Los Altos resident Doug Edwards asked President Obama something that many Americans would consider unthinkable: "Would you please raise my taxes?"
Edwards, 53, can afford it. Retired after being amply compensated for being employee No. 59 at Google, he's part of a Bay Area-birthed organization called Patriotic Millionaires for Fiscal Strength.
While Edwards' question and the 200-millionaire-member group he belongs to drew wide notice during Obama's Bay Area visit last week, they drive at one of the most contentious issues in Washington: Would raising taxes on the wealthiest Americans stall investment in the economy?
The Patriotic Millionaires contend that Americans with incomes over $1 million should shoulder a larger share of the tax burden to pay for Pell Grants, road improvements and training programs "that made it possible for me to get to where I am," as Edwards told Obama during the president's appearance last week at the Mountain View social networking company LinkedIn.
Polls say most respondents agree that rich folks should pony up, as the effective tax rates for the wealthiest Americans - what people actually pay after deductions and exemptions - are at their lowest levels since 1960. And the income gap between the wealthiest and poorest Americans is at its widest mark since the Great Depression.
But conservatives, particularly Republicans who control the House, prefer to refer to wealthy individuals as "job creators" who will be less likely to invest in the economy should their taxes rise.
Besides, if wealthy people like Edwards really want to pay more to the federal government, House Budget Committee Chairman Rep. Paul Ryan, R-Wis., said "he can send it in to the Treasury."
"The reason we tax cigarettes in this country is to get people to stop smoking," Ryan said. "If you tax capital more, you get less capital. If you tax job creators more, you get fewer jobs.
"That's the seed corn for the economy, which gets invested in entrepreneurs and startups and small businesses," Ryan said. Raising taxes would cut that supply off at a critical time when banks aren't loaning to small businesses as freely.
But Ask.com founder and Oakland venture capitalist Garrett Gruener said that changes in the marginal tax rates make "zero difference" about where he is going to invest.
"The kind of investing I've done for the last 25 years isn't based on how a few points of the income tax rates change," said Gruener, a Democrat and member of the Patriotic Millionaires. But "somehow, the Republicans have managed to convince 98 percent of the people that they are affected by how 2 percent of the population is taxed."
House Whip Kevin McCarthy, R-Bakersfield, grew up in a family of middle-class Democrats, but his views changed when he opened his own small deli in the Central Valley as a young man and found himself burdened by government regulations and taxation.
Small businesses key
"Small businesses are the greatest creators of jobs," McCarthy said. Between 2001 and 2007, he said, "If you had a company of 500 people or fewer, you added 7 million jobs. If you had 500 or more, you lost a million. The way that small businesses are run, (those kind of tax increases) punishes them."

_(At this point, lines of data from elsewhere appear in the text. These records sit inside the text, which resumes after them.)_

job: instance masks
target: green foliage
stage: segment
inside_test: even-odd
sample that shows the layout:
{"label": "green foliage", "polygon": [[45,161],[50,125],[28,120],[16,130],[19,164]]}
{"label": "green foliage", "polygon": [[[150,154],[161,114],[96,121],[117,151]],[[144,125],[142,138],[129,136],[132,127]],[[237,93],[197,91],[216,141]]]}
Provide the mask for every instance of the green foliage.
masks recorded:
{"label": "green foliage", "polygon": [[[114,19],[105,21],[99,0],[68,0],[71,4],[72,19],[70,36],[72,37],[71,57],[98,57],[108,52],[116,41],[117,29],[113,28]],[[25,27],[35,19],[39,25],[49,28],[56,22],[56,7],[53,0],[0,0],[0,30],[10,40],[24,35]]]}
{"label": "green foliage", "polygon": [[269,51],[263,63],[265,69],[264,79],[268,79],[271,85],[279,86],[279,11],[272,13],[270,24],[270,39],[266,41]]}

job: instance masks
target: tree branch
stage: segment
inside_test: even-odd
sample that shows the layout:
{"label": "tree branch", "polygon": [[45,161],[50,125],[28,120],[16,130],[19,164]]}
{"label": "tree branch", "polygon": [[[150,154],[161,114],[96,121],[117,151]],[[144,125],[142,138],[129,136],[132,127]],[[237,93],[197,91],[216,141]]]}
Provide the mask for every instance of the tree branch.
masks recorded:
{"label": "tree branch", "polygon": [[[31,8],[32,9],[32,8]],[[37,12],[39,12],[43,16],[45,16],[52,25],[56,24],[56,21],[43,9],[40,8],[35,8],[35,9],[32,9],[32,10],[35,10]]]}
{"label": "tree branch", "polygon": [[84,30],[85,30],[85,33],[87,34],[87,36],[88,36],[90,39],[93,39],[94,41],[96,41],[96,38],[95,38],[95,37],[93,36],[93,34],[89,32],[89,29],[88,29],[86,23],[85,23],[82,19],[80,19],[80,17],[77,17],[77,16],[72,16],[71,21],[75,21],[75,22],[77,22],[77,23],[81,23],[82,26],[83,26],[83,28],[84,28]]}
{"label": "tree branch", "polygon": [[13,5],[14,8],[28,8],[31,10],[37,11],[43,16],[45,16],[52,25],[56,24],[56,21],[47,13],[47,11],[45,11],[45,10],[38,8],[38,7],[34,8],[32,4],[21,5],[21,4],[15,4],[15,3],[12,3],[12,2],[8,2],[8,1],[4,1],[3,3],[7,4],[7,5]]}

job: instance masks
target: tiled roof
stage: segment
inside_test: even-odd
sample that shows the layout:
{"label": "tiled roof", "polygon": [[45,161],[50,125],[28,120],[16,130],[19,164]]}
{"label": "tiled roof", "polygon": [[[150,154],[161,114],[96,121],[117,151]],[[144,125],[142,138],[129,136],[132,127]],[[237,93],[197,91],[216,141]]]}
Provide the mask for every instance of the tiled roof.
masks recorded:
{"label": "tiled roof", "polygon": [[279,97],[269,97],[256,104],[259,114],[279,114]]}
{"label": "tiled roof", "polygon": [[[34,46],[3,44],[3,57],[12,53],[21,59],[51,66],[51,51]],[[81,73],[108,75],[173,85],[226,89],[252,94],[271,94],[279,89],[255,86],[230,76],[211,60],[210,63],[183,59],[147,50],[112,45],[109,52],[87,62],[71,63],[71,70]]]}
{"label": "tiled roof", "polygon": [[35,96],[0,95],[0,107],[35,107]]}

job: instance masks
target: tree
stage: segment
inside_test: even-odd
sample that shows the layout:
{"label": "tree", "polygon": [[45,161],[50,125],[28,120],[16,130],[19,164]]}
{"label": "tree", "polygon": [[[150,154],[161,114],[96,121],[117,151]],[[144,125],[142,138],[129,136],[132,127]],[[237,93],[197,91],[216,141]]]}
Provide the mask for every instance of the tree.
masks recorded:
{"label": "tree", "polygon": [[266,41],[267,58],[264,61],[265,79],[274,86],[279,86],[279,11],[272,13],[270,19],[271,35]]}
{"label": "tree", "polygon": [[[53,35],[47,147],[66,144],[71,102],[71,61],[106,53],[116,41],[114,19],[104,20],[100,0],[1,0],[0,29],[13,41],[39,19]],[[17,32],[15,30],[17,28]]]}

But Keith Greggor, the president and CEO of Anchor Brewing in San Francisco, didn't see a connection between raising tax rates and hiring. Since August 2010, Anchor has added 26 full-time and 10 part-time employees, he said.
"I'm not sure of what the connection is," Greggor said. Not a lot of "small-business owners I know are millionaires."
Kate Sofis, executive director of SF Made, an organization that represents 230 San Francisco manufacturers with 100 or fewer employees, said if there is a connection between raising taxes and inhibiting small-business investment, "we haven't seen it."
"People invest in small businesses because they're good values," Sofis said.
Some say much of this battle is rooted less in economics and more in politics.
Last week in San Francisco, House Minority Leader Nancy Pelosi said House Republicans "are committed to protecting every hair on the head of every person who makes over a million dollars a year."
Plucking a strand of hair on her head, Pelosi said raising taxes on millionaires "affects this many people" and only "a fraction of a percentage of small businesses."
Last year, Obama did not live up to his campaign promise to rescind the Bush-era tax cuts on upper-income Americans, frustrating many in his political base.
But his tax-the-rich rhetoric has sharpened in the past few weeks. He proposed paying for his $447 million jobs program in part by eliminating some tax deductions for Americans making more than $200,000.
The Patriotic Millionaires formed last fall, in part as a way to encourage Congress to rescind the Bush-era tax cuts. One of the earliest organizers was Guy Saperstein, a Piedmont civil rights attorney and major Democratic donor.
While at least half of the Patriotic Millionaires would identify themselves as progressive Democrats - including several from the Bay Area - many of the rest are independents.
Some are like David Watson, a 34-year-old former Google engineer, who was employee No. 83 at the search-engine behemoth. The Oakland resident is registered as a decline-to-state voter and has cast ballots for Republicans and Democrats. Raising taxes on wealthier individuals "seems like it's a common-sense thing."
"I don't even see the point of why this discussion is going on," said Watson, who is now a music producer. "There should be some adults in this conversation."